Russlands First Ladies im Fokus
Von angepasst bis politisch ambitioniert: Dokumentation über Frauen im Kreml
MAINZ (KNA) - Sind die First Ladies in Russlands Machtzentrale tatsächlich Randfiguren? Oder war ihr Einfluss doch stärker als bislang vermutet? „Gefangen im Kreml“lautet der Titel der Dokumentation, die das ZDF am Sonntag zeigt.
„Lobe niemals deine Frau, es bekommt ihr nicht“, soll ein Motto von Wladimir Putin lauten. Offenbar kein Einzelfall unter Russlands starken Männern. So behandelte der sowjetische Diktator Josef Stalin seine unmittelbare Umgebung mit der gleichen Menschenverachtung und Kälte, die er politisch an den Tag legte. Seine zweite Frau Nadeschda Allilujewa jedenfalls fristete hinter den Mauern des Kreml ein Schattendasein. Schon zu Zeiten von Stalins Aufstieg widersetzte sie sich seinen Weisungen. Als Sekretärin in Lenins Büro weigerte sie sich, diesen samt Gattin Nadeschda Krupskaja auszuspionieren. Ihren Abgang inszenierte sie spektakulär: Bei einem Festbankett zum Gedenken an die Oktoberrevolution ließ ihr Mann Stalin 1932 die Gläser „Auf die Vernichtung der Staatsfeinde“erheben. Nadeschda verweigerte sich, zog sich in ihre Gemächer zurück und beging dort Selbstmord.

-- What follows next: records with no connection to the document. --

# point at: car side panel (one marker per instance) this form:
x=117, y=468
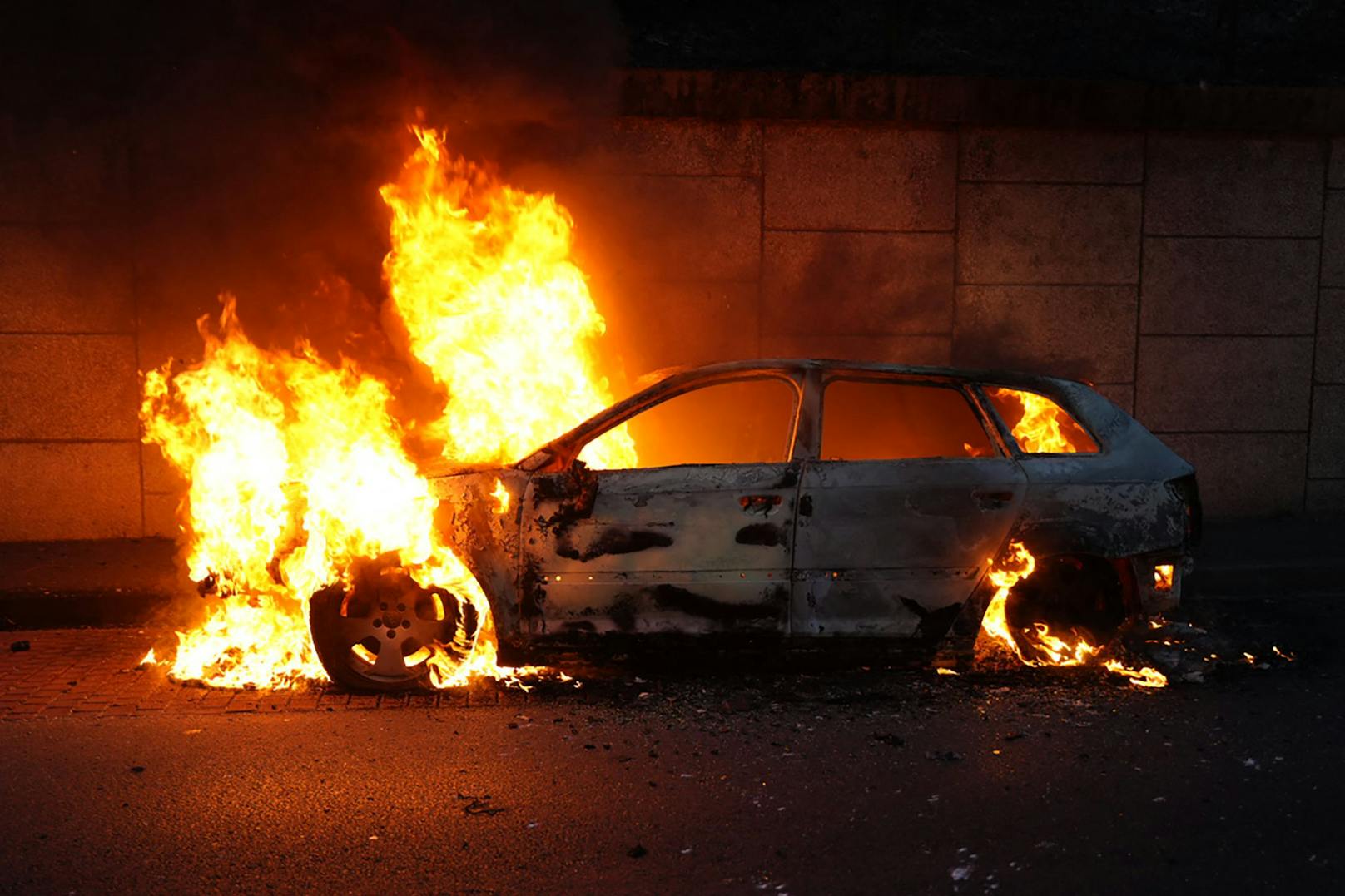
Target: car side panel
x=895, y=547
x=694, y=549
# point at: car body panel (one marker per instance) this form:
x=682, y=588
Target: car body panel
x=889, y=547
x=694, y=549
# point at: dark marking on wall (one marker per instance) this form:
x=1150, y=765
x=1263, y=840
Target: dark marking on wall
x=613, y=541
x=766, y=534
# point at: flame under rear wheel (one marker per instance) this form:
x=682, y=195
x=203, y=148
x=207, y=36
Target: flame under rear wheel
x=371, y=639
x=1078, y=593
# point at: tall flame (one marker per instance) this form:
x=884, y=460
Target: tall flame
x=296, y=466
x=480, y=276
x=1048, y=649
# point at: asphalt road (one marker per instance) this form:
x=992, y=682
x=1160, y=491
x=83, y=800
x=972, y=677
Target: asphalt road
x=861, y=780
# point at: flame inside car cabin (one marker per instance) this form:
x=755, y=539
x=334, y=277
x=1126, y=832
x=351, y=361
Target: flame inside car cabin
x=296, y=466
x=1037, y=645
x=1039, y=424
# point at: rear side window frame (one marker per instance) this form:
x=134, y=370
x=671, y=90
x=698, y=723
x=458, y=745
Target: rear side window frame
x=980, y=390
x=655, y=397
x=989, y=424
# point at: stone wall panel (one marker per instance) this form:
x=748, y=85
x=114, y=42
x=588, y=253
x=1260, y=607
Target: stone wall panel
x=1048, y=235
x=1333, y=240
x=1194, y=384
x=70, y=490
x=895, y=350
x=69, y=388
x=57, y=279
x=1246, y=474
x=677, y=147
x=857, y=285
x=1327, y=453
x=1238, y=287
x=1052, y=156
x=1083, y=333
x=654, y=228
x=1222, y=186
x=1331, y=337
x=825, y=178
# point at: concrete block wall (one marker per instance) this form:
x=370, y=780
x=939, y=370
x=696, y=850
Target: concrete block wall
x=1198, y=279
x=1196, y=276
x=69, y=394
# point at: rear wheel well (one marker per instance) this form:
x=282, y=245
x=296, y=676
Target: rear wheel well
x=1084, y=593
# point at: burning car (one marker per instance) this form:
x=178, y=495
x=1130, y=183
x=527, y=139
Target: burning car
x=798, y=503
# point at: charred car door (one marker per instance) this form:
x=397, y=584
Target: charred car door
x=694, y=540
x=910, y=498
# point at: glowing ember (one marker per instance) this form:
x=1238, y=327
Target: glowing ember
x=1146, y=677
x=500, y=495
x=1047, y=647
x=296, y=466
x=1040, y=425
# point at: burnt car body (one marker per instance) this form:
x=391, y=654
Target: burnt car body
x=807, y=545
x=871, y=517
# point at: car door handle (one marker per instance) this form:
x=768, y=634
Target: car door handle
x=990, y=498
x=759, y=503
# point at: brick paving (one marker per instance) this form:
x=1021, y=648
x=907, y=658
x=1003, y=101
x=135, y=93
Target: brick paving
x=97, y=673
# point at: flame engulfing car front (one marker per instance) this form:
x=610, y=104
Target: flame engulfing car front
x=799, y=502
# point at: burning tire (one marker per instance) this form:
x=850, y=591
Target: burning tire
x=1072, y=595
x=381, y=632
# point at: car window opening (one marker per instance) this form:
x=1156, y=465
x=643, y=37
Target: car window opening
x=742, y=421
x=1039, y=424
x=886, y=420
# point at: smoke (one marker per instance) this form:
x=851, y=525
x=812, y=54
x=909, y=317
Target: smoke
x=259, y=133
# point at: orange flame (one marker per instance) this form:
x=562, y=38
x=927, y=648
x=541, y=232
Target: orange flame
x=1040, y=425
x=502, y=498
x=480, y=276
x=1048, y=649
x=296, y=466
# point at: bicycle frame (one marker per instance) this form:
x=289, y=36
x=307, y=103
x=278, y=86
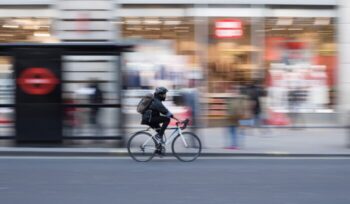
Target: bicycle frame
x=177, y=130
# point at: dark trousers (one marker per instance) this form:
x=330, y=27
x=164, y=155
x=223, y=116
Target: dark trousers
x=156, y=120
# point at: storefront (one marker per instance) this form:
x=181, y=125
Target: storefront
x=290, y=51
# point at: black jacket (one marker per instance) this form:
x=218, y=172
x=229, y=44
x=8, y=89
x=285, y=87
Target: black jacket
x=158, y=108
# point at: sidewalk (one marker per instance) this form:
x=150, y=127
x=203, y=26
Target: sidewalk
x=255, y=142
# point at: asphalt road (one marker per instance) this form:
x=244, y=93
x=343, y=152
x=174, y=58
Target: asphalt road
x=213, y=181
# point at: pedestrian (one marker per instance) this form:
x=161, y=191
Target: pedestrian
x=237, y=110
x=95, y=99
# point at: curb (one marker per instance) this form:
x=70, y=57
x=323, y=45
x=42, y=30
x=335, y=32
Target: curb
x=25, y=153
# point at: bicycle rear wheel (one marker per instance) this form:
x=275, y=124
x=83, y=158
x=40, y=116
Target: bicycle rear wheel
x=187, y=147
x=141, y=146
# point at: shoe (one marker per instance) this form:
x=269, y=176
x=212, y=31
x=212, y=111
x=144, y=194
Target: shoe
x=159, y=139
x=232, y=147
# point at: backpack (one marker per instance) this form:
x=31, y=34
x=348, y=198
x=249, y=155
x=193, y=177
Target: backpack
x=144, y=103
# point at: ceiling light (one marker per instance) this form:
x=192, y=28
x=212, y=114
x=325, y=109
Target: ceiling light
x=37, y=34
x=152, y=22
x=295, y=29
x=284, y=21
x=322, y=21
x=133, y=22
x=10, y=26
x=172, y=22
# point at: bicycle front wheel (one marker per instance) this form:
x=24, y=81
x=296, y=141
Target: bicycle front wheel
x=141, y=146
x=186, y=147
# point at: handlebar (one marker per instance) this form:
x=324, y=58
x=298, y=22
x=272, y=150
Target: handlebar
x=184, y=124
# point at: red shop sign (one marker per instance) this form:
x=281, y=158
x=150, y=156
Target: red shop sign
x=37, y=81
x=228, y=28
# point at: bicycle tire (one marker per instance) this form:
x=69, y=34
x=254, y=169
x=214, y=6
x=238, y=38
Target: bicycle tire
x=142, y=154
x=183, y=153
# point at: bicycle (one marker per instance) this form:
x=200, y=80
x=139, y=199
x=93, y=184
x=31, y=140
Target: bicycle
x=185, y=146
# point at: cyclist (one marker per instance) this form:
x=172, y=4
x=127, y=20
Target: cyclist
x=159, y=113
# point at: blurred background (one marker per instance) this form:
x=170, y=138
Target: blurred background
x=283, y=56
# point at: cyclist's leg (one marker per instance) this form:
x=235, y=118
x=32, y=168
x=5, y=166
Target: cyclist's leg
x=165, y=122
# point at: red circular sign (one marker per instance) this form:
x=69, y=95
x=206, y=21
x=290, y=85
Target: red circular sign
x=37, y=81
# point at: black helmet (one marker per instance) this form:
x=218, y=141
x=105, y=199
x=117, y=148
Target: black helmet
x=160, y=93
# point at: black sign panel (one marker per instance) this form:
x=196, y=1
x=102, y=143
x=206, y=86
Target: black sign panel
x=38, y=95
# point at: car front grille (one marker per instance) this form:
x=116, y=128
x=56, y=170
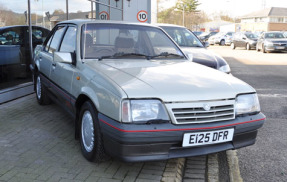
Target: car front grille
x=277, y=44
x=202, y=112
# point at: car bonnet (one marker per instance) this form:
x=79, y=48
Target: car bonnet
x=180, y=82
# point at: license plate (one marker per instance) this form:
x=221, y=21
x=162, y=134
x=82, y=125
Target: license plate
x=205, y=138
x=280, y=47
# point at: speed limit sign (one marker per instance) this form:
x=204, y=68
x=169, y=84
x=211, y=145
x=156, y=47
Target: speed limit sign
x=142, y=16
x=104, y=15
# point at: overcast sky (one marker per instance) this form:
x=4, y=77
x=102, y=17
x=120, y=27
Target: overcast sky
x=229, y=7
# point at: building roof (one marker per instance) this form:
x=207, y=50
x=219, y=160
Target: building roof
x=62, y=17
x=268, y=12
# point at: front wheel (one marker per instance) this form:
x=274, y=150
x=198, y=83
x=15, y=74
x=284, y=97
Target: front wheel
x=41, y=92
x=248, y=47
x=90, y=134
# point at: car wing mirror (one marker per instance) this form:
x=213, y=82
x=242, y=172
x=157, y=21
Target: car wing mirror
x=206, y=44
x=189, y=56
x=63, y=57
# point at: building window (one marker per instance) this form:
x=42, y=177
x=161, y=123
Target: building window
x=277, y=19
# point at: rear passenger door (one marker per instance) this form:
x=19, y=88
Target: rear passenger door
x=62, y=72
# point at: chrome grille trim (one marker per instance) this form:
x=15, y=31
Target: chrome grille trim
x=188, y=113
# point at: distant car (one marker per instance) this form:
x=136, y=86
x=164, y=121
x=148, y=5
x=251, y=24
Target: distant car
x=222, y=38
x=272, y=41
x=244, y=39
x=190, y=44
x=205, y=35
x=197, y=33
x=14, y=49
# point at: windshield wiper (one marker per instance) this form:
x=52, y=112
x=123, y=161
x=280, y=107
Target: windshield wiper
x=166, y=54
x=122, y=54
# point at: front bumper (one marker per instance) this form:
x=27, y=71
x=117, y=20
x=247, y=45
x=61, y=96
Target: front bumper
x=134, y=142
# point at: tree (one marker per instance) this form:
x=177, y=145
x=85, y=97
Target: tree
x=187, y=5
x=193, y=17
x=58, y=12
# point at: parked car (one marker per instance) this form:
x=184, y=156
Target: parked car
x=271, y=41
x=190, y=44
x=134, y=95
x=205, y=35
x=244, y=39
x=14, y=49
x=222, y=38
x=197, y=33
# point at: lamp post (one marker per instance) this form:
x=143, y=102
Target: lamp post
x=183, y=6
x=183, y=12
x=67, y=9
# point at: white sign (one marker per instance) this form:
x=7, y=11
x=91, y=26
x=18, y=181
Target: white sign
x=142, y=16
x=104, y=15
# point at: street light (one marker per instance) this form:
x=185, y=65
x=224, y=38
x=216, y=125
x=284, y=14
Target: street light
x=183, y=11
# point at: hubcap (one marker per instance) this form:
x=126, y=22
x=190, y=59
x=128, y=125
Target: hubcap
x=88, y=131
x=38, y=87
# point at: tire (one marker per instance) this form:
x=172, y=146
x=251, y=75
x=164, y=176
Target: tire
x=257, y=48
x=41, y=91
x=248, y=46
x=90, y=134
x=232, y=46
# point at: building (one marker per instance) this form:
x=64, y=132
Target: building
x=214, y=26
x=270, y=19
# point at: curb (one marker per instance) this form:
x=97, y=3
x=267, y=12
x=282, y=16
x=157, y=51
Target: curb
x=234, y=171
x=173, y=171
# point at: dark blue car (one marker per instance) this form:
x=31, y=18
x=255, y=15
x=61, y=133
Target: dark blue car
x=15, y=53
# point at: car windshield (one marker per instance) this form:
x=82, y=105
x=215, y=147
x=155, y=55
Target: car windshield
x=183, y=37
x=274, y=35
x=117, y=41
x=251, y=36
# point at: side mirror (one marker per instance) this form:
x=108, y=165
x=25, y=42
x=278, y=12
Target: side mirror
x=189, y=56
x=63, y=57
x=206, y=44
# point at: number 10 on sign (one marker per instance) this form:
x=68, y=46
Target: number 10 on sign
x=142, y=16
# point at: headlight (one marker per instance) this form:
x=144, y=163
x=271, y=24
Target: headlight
x=225, y=69
x=268, y=43
x=143, y=111
x=247, y=104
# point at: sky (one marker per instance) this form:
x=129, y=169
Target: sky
x=232, y=8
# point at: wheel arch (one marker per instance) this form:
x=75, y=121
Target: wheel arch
x=82, y=98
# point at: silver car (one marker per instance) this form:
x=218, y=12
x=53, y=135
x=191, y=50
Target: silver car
x=135, y=96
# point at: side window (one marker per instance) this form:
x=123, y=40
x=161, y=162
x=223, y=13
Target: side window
x=55, y=40
x=69, y=41
x=11, y=38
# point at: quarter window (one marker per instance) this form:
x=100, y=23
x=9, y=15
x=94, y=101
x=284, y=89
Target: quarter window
x=69, y=41
x=54, y=41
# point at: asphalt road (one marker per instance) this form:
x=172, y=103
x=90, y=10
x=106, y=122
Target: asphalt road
x=265, y=161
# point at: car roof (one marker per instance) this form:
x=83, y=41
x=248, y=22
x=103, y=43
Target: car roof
x=80, y=22
x=19, y=26
x=168, y=25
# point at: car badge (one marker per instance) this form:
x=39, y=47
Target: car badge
x=206, y=107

Annette Baumeister spürt in ihrer Dokumentation noch weiteren Schicksalen von First Ladies im Kreml nach. Da gab es die Angepassten wie Viktoria Breschnewa, Frau von Leonid Breschnew. Als „pflegeleicht und unpolitisch“, bezeichnete sie ihr Gatte, von 1964 und 1982 Staatschef der Sowjetunion. Während Leonid seine Geliebte im gemeinsamen Haushalt unterbrachte und sich mit dem französischen Schauspieler Alain Delon verglich, bekämpfte Viktoria ihren Kummer mit Küchenarbeit. Ihre Stachelbeerkonfitüre, so hieß es, sei „erstklassig“gewesen.
Nina Petrowna Chruschtschowa dagegen war offenbar so etwas wie die heimliche Herrscherin in der Familie. Bei der USA-Reise ihres Mannes Nikita trat sie 1959 als menschliches Antlitz der Sowjetunion auf. Ansonsten beschränkte sie sich darauf, ihrem Mann möglichst unauffällig den Rücken freizuhalten. Dabei hätte sie sich in keiner Weise hinter ihm verstecken müssen. Die Lehrerin „gab dem ungeschlachten Schmiedesohn aus Kalinowka den geistigen Halt“, schrieb der „Spiegel“1984 in einem Nachruf über Nina.
Zwei „Kreml-Frauen“stechen besonders heraus: die schon erwähnte Nadeschda Krupskaja, die zu einer wichtigen Mitstreiterin Lenins wurde, und Raissa Gorbatschowa, die mit Michail Gorbatschow eine Partnerschaft auf Augenhöhe führte. Krupskaja wurde von Stalin ins Abseits gestellt, Gorbatschowa scheiterte letzten Endes an den Konventionen in ihrer Heimat. Im Westen hoch geachtet, brachte die russische Gesellschaft wenig Verständnis für die Ambitionen der Präsidentengattin auf. Als „Objekt 111“beschattete sie der KGB, viele Frauen schauten lediglich voller Neid auf Raissas modische Kleidung.
Recht lange verweilt die Dokumentation bei Wladimir und Ljudmila Putin. Ljudmila wird als die einzige der „Kreml-Frauen“beschrieben, die sich aus dem „Bann der Macht“befreien konnte, allerdings zu einem hohen Preis. Sie verschwand komplett aus der Öffentlichkeit, nachdem sie das Aus ihrer Ehe verkündet hatte – neben einem seltsam linkisch dastehenden Wladimir Putin.